Australia’s dollar remained lower after its biggest drop in more than a week versus the greenback after Cyprus’s parliament rejected a bank-deposit levy needed to secure a bailout, sapping demand for high-yielding assets.
Government bonds in Australia and New Zealand rallied as the impasse threatened to reignite the crisis in Europe, boosting the allure of haven securities. The New Zealand dollar, nicknamed the kiwi, fell against most major peers as the government said the country’s most widespread drought in at least 30 years reduces pressure to raise interest rates.
“The U.S. dollar is bid at the moment because of the uncertainty in Europe, and that’s putting other currencies on the back foot, including the Aussie and kiwi,” said Richard Grace, the Sydney-based chief foreign-exchange strategist and head of international economics at Commonwealth Bank of Australia. “The Cypriots have to go back to the drawing board. The danger is they’re forced to implement these bank levies, and the issue of a tax on deposits spreads to other areas of Europe.”
The Australian dollar was little changed at $1.0376 as of 5 p.m. in Sydney from yesterday, when it dropped 0.3 percent, the biggest decline since March 8. It fell 0.1 percent to 98.63 yen.
The New Zealand dollar slid 0.4 percent to 82.16 U.S. cents from yesterday, when it lost 0.3 percent. The kiwi dropped 0.5 percent to 78.08 yen.
Cypriot legislators in the capital Nicosia voted 36 against with none in favor of the bank-deposit levy in a show of hands yesterday. There were 19 abstentions.
Hammered out by euro-area finance chiefs over the weekend, the unprecedented proposal had sought to raise 5.8 billion euros ($7.5 billion) by drawing funds from Cyprus bank accounts in return for 10 billion euros in international aid.
The European Central Bank, whose Governing Council meets today in Frankfurt, will have to decide whether to give Cyprus more time or consider cutting off liquidity to the country’s banks.
Australia’s 10-year government bond yield dropped 4 basis points, or 0.04 percentage point, to 3.51 percent, while the rate for similar-dated New Zealand debt declined 4 basis points to 3.66 percent.
New Zealand Finance Minister Bill English said in a Bloomberg Television interview in Hong Kong that the drought that has engulfed the entire North Island means a “bit less pressure” for tighter policy.
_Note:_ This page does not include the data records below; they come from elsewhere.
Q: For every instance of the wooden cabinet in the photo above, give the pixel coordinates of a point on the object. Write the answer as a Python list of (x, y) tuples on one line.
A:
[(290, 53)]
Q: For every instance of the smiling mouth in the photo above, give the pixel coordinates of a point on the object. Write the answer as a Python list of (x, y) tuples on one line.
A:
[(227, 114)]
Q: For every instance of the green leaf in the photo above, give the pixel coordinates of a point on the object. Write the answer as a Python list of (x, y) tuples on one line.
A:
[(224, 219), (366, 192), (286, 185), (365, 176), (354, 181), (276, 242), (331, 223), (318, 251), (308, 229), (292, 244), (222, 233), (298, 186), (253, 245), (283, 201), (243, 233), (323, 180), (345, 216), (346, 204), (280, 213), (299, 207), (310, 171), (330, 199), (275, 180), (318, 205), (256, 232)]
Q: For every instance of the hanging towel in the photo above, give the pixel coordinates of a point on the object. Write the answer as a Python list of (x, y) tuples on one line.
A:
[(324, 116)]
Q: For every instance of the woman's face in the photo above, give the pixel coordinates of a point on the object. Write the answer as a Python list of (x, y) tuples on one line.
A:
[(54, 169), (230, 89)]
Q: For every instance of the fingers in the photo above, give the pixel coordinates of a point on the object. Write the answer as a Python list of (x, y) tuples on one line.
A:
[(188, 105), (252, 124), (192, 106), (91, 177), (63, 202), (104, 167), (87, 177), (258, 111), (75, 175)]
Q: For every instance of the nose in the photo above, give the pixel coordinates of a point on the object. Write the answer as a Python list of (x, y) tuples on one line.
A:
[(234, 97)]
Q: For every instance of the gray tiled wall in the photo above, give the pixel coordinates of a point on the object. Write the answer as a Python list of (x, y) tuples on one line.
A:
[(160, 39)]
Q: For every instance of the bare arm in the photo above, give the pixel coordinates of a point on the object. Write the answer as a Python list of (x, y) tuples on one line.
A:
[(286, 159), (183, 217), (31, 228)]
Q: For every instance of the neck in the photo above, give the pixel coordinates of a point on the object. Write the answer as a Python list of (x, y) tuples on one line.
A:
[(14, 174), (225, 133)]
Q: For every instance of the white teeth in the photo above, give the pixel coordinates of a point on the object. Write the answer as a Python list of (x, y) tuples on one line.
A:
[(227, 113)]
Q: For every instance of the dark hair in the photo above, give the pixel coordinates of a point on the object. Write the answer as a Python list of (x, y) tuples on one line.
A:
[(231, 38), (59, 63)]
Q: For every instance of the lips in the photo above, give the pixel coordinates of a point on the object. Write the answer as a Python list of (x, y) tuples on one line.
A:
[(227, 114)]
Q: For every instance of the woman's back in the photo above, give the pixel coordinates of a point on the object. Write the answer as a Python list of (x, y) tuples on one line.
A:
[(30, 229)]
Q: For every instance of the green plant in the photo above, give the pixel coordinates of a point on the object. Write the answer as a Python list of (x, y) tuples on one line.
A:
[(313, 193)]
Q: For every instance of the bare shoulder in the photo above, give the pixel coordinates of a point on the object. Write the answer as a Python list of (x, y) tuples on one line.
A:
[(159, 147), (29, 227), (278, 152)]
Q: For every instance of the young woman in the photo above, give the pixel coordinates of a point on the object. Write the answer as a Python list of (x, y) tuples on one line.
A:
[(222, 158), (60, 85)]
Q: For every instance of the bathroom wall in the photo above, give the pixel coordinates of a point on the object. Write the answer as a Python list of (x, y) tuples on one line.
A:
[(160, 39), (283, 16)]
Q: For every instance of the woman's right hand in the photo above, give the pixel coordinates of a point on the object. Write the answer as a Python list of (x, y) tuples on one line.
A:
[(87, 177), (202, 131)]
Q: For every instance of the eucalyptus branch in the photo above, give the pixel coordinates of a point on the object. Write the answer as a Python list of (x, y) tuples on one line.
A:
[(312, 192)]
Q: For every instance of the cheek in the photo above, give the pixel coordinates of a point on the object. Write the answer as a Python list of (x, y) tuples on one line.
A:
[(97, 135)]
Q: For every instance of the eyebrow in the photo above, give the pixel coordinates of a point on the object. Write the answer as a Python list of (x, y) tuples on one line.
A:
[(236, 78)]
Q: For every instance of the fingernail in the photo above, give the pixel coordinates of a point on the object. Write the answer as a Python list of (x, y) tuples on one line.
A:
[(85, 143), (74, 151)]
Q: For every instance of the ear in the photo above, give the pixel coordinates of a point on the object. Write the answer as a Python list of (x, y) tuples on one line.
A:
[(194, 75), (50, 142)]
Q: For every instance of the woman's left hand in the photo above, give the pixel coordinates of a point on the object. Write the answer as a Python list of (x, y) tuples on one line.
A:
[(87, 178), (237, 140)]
English said the dry weather will cost the economy about NZ$2 billion ($1.7 billion) this year, and that recent rain means a worst-case scenario has been averted.
Interest-rate swaps data compiled by Bloomberg show traders see a 13 percent chance the Reserve Bank of New Zealand will raise its benchmark rate from a record low of 2.5 percent by the Oct. 31 meeting. That compares to 53 percent odds a month ago.
New Zealand’s current-account deficit widened more than economists predicted in the fourth quarter. It rose to 5 percent of gross domestic product from 4.7 percent in the previous period, the statistics bureau said today in Wellington. The median forecast of economists was 4.9 percent in a survey by Bloomberg News.